Ce jeune garçon du Yémen était coincé entre son oncle et son père. J'ai trouvé cette situation très émouvante. J'ai trouvé que ce garçon avait une expression très touchante. J'adore photographier les enfants. J'éprouve souvent de l'empathie pour eux parce qu'ils doivent vivre dans un monde d'adultes, alors qu’eux veulent simplement jouer et s'amuser.

Vous pouvez voir sur cette photo que les deux hommes, le père et l'oncle, portent des poignards de cérémonie. Au Yémen, tout homme adulte porte ce couteau à la taille en guise de ceinture, c'est une tradition que l’on retrouve dans tout le pays. Ce jour-là, j'avais assisté à un mariage. Le père et l'oncle partaient avec ce garçon pour rentrer chez eux. Toute la journée avait été passée à danser, chanter, jouer de la musique, manger et bavarder, mais ce jeune garçon, je le sentais bien, en avait un peu marre. Il n'avait probablement pas envie d'être là, il voulait jouer avec ses amis. J'ai donc recadré les deux adultes, je voulais me concentrer juste sur ce petit garçon. Il avait cette expression un peu triste. On pouvait voir qu'il avait hâte de rentrer à la maison. Il était peut-être un peu malheureux d'avoir dû passer toute la journée avec ces adultes.
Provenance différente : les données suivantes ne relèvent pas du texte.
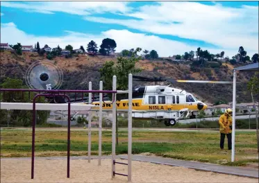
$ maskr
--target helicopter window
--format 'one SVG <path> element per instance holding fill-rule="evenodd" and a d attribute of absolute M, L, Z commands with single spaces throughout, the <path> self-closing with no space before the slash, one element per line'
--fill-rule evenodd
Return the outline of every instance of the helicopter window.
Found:
<path fill-rule="evenodd" d="M 156 104 L 156 96 L 149 96 L 149 104 Z"/>
<path fill-rule="evenodd" d="M 158 96 L 158 103 L 165 103 L 165 96 Z"/>
<path fill-rule="evenodd" d="M 194 98 L 191 95 L 186 95 L 186 102 L 187 103 L 194 103 L 195 102 Z"/>
<path fill-rule="evenodd" d="M 176 96 L 176 103 L 179 103 L 179 96 Z"/>

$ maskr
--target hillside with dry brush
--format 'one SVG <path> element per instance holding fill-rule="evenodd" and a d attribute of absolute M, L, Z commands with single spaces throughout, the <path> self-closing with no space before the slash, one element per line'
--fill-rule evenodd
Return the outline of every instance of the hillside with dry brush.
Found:
<path fill-rule="evenodd" d="M 117 62 L 114 56 L 90 56 L 76 54 L 72 58 L 56 57 L 51 60 L 46 55 L 40 56 L 37 53 L 23 53 L 22 55 L 10 51 L 1 51 L 0 82 L 6 77 L 24 79 L 27 68 L 33 62 L 44 60 L 51 62 L 63 71 L 64 81 L 60 89 L 87 89 L 88 82 L 92 81 L 93 89 L 99 89 L 100 73 L 99 69 L 106 62 Z M 235 65 L 235 67 L 238 65 Z M 193 62 L 173 62 L 167 59 L 156 60 L 140 60 L 136 64 L 142 71 L 139 76 L 147 77 L 164 77 L 176 80 L 212 80 L 232 81 L 233 65 L 230 63 L 208 62 L 206 68 L 200 68 Z M 251 94 L 247 84 L 252 73 L 238 73 L 237 81 L 237 102 L 251 102 Z M 169 85 L 168 82 L 156 85 Z M 153 82 L 133 82 L 134 86 L 154 85 Z M 215 103 L 219 101 L 232 101 L 232 85 L 173 83 L 172 86 L 185 89 L 194 94 L 199 99 Z"/>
J'aime ce type de lumière pour les portraits, lisse, douce, feutrée. Je veux toujours pouvoir voir les yeux. J'aime prendre des photos dans un contexte tamisé, plutôt sombre, pour que les yeux des gens s'ouvrent complètement. Cela permet de les regarder vraiment dans les yeux et d’apprendre à les connaître, de capter leurs yeux et leur expression de façon très détendue et naturelle.